La prima non bronchite della Bruna

Non è proprio la prima volta, ma la disinvoltura con cui la Bruna questa settimana non ha preso la bronchite mi dice che, forse, i suoi benedetti anticorpi hanno iniziato a lavorare come si deve.
Oggi dunque festeggiamo la prima non bronchite della Bruna, evviva evviva. A quasi tre anni e mezzo io e suo padre possiamo farci passare il terrore che ci assale al primo starnuto e che fino a ieri significava raffreddore, poi tosse, poi bronchite e quindi febbre, aerosol – ormai un pezzo di arredamento – e, ca va sans dire, antibiotico.

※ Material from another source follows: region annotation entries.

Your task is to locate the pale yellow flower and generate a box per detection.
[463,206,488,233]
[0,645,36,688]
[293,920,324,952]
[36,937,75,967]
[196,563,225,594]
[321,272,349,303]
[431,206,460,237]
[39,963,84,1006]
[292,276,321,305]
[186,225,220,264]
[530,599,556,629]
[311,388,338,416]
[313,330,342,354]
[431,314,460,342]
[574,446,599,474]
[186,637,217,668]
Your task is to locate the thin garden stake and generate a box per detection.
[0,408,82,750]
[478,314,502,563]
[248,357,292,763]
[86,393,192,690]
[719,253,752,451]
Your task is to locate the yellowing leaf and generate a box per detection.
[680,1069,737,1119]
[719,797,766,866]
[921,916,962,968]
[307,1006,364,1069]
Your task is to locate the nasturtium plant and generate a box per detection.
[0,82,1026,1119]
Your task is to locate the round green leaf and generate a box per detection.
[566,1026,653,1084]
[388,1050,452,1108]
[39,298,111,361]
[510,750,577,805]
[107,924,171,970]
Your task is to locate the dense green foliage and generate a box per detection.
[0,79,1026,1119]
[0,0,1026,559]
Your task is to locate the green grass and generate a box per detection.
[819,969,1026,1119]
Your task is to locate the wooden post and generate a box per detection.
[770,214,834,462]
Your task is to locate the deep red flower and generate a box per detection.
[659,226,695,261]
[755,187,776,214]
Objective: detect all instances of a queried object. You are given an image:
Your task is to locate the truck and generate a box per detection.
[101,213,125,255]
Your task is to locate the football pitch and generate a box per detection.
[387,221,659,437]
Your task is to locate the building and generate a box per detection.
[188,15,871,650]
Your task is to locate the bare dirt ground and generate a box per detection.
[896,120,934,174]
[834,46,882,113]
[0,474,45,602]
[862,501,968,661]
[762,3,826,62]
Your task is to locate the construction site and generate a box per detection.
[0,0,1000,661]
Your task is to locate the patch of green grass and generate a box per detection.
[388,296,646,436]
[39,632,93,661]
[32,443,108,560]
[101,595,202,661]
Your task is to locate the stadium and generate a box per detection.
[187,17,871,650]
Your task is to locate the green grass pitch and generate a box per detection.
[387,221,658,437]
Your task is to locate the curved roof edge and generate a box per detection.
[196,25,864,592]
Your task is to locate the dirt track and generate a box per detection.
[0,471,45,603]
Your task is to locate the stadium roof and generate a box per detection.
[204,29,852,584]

La Bruna al primo anno di asilo nido: molto divertimento e però anche molte malattie

Il primo e secondo anno di nido sono stati un disastro in piena regola tra otiti e bronchiti – ai dottori del Bassini di Cinisello va il mio eterno grazie per aver cacciato le otiti ricorrenti della Bruna – e il terzo prometteva già bene, ma mai come questa volta: raffreddore, tre giorni di naso colante e poi niente, no tosse (quella tosse che chiamava l’antibiotico e che ormai avrei riconosciuto tra mille altre), no febbre, nada, nicht.

Oggi la Bruna è andata all’asilo fresca come una rosa.

Ci sarebbe quasi da andare a prendere una torta.